Conservancy Executive Director Joe Edmiston said the state agency would return to its original plan that inspired three lawsuits, two coming from the city. Called a Public Works Plan, it only required Coastal Commission approval, but was tossed aside in January of this year when the city and Conservancy staffs decided to reach a compromised proposal that would go before the City Council and later the Coastal Commission. Edmiston said this week that the rejuvenated plan would come again in the form of a Public Works Plan or some other form.

“The best legal minds that we can afford are mulling over that issue,” Edmiston said. “At this point, I can’t tell you how we’re going to proceed.”

He said a decision would be made before the end of the year. The details of the Conservancy’s plan include a variety of controversial proposals that are in opposition to some homeowners associations and the city, and in many cases, both. The features include 29 camping sites: five at Ramirez Canyon (two for disabled visitors, three for regular), 17 at Corral Canyon (three for disabled visitors and 14 regular) and five at Escondido Canyon (two for disabled visitors and five regular). It also calls for 32 major events (of up to 200 people) per year at the Conservancy’s Ramirez Canyon property. And a parking lot is proposed at the top of Winding Way. Ramirez Canyon property owners, represented by the Ramirez Canyon Preservation Fund, are opposed to overnight camping at that park other than for the disabled. The property owners also do not support 32 major events per year, only supporting as many as eight if the Conservancy builds an access road from Kanan Dume Road. Escondido Canyon homeowners are opposed to overnight camping entirely in that area, and have threatened to sue if the parking lot is built, saying the lot would lead to more traffic on an already dangerous road and, furthermore, they say the area is located in an environmentally sensitive habitat area.

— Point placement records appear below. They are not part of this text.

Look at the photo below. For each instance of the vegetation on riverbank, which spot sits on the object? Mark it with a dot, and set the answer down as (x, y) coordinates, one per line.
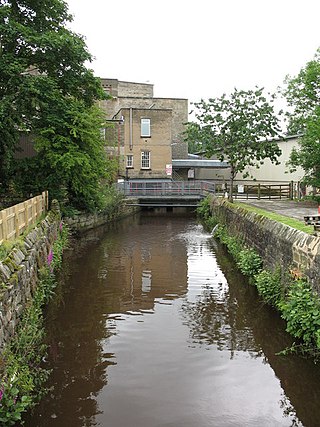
(293, 297)
(294, 223)
(22, 367)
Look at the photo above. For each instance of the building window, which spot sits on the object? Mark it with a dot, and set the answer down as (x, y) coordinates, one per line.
(130, 161)
(103, 133)
(145, 160)
(145, 128)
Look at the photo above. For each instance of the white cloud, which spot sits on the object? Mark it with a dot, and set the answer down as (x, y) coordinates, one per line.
(193, 49)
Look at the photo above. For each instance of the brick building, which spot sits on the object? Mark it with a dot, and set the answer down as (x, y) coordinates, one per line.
(145, 132)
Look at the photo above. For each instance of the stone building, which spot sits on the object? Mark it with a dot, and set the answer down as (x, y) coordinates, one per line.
(144, 131)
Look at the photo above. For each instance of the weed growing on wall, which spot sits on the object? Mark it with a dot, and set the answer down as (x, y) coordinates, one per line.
(22, 373)
(301, 310)
(269, 286)
(204, 212)
(297, 303)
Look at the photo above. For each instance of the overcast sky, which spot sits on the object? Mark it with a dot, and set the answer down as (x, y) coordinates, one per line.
(199, 48)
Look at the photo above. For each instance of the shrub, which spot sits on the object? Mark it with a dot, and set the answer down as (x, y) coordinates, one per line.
(301, 310)
(249, 262)
(269, 286)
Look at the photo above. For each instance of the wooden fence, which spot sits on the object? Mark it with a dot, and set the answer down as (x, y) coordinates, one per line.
(16, 219)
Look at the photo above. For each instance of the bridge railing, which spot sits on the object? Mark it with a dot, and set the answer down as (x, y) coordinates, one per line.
(166, 188)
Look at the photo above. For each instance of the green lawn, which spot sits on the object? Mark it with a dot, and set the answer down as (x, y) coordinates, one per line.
(294, 223)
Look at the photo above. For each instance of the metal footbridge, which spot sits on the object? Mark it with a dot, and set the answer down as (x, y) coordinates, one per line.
(164, 193)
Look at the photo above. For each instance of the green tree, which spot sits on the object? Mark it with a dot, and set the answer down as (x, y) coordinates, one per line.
(46, 88)
(238, 129)
(303, 96)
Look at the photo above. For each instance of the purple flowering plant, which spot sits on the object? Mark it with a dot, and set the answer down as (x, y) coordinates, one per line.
(50, 257)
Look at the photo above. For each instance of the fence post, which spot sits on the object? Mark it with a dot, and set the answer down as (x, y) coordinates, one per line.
(4, 224)
(16, 220)
(291, 190)
(26, 213)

“There’s already a parking lot in the area,” said local homeowners association Vice President Dan Cislo. “We’ll just have to fight him [Edmiston] each step of the way. All we have on our side is logic and reason. Joe has his own agenda.”

Camping at Charmlee Park, which was part of the proposal that went before the City Council, will not be revisited. That element had been inserted instead of camping at Escondido Canyon.

When the Conservancy proposed the plan last year, Edmiston said an environmental impact review was not needed. This inspired one of the city’s lawsuits. City Attorney Christi Hogin said this week if Edmiston does not do an EIR this time, the city would file another lawsuit.

Edmiston said this week he regrets ever having reached the deal with the city staff earlier this year. “We compromised with the city in good faith expecting the same from them,” Edmiston said. “I was talking on a weekly basis with city staff, obviously to no avail.”

$2.5 million for Legacy Park still in the cards?

Edmiston said at a recent workshop that he supported the Conservancy giving the city $2.5 million for its Legacy Park Project. It had been theorized by some that the City Council’s initial support of the Conservancy’s camping proposal was due to this promise, something denied by city and Conservancy officials. Edmiston said after last week’s meeting he still supported granting the city that money, although he could not be certain his board would approve it.

“I believe the Legacy Park Project is a good project, and I’m still in favor of it,” Edmiston said. “I might be laughed out of the room, but I will support it.”